After the incident, whatever the cause, the ship was sold and repaired. It became a trade ship where bad luck seemed to follow. The ship ran aground in 1957 and again in 1959. After that, the Joyita was sold to Robin Maugham who wrote a book concerning the mysteries surrounding the Joyita. Robin later sold it to Major Casling-Cottle who ran a tourist and publicity bureau in Levuka. The 69 foot wooden yacht slowly disintegrated over time.

To this day, the crew is still declared missing and the reasons for the Joyita’s mishap have been consigned to legend.


So what do you think? Accident? Mutiny? Or do you think something far sinister claimed the ghost ship of the Pacific? I'm opting for something a little more sinister...

Thank you so much Summer! We've so enjoyed your post. I hope you'll consent to visit us again!
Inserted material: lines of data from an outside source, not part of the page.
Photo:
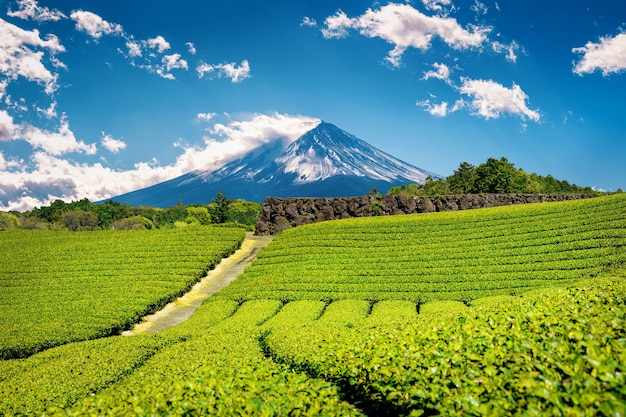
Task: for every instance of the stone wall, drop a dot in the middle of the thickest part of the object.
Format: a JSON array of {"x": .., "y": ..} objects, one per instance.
[{"x": 279, "y": 214}]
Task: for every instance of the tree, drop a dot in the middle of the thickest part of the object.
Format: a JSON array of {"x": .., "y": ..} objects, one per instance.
[
  {"x": 8, "y": 221},
  {"x": 498, "y": 176},
  {"x": 219, "y": 208},
  {"x": 76, "y": 220},
  {"x": 200, "y": 214},
  {"x": 244, "y": 212},
  {"x": 463, "y": 179}
]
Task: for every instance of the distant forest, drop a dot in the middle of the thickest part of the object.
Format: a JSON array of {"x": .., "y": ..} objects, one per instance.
[
  {"x": 497, "y": 176},
  {"x": 85, "y": 215},
  {"x": 494, "y": 176}
]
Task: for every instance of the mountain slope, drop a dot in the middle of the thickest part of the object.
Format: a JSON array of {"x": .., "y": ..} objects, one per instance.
[{"x": 324, "y": 162}]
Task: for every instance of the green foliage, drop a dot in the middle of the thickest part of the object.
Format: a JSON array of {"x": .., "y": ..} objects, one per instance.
[
  {"x": 552, "y": 352},
  {"x": 496, "y": 176},
  {"x": 64, "y": 286},
  {"x": 220, "y": 371},
  {"x": 79, "y": 220},
  {"x": 243, "y": 212},
  {"x": 133, "y": 223},
  {"x": 219, "y": 208},
  {"x": 199, "y": 214},
  {"x": 377, "y": 316},
  {"x": 8, "y": 221},
  {"x": 459, "y": 255}
]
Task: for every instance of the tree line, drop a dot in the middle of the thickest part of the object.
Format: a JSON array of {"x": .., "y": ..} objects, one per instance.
[
  {"x": 495, "y": 176},
  {"x": 86, "y": 215}
]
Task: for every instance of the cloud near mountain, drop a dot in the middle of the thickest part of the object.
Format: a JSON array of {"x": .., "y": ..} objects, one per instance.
[{"x": 47, "y": 177}]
  1. What an intriguing post. I'd never heard of this ship before, but it has an interesting history. Weird that the captain's journal was missing, too. Almost as if the ship floundered and the crew and passengers loaded into the life rafts with the cargo. The captain would have taken his log, but it's odd that no sign of the cargo or missing life rafts was ever found.

    I love ship folklore and nautical tales.

    Very nice to meet Summer Siquian. Thanks for having her on your blog, Debbie!

    1. It was truly my pleasure and I too was intrigued by the post. It does make one wonder why nothing of the crew or the rafts were ever found. Thanks so much for dropping by Mae and for making Summer feel welcome!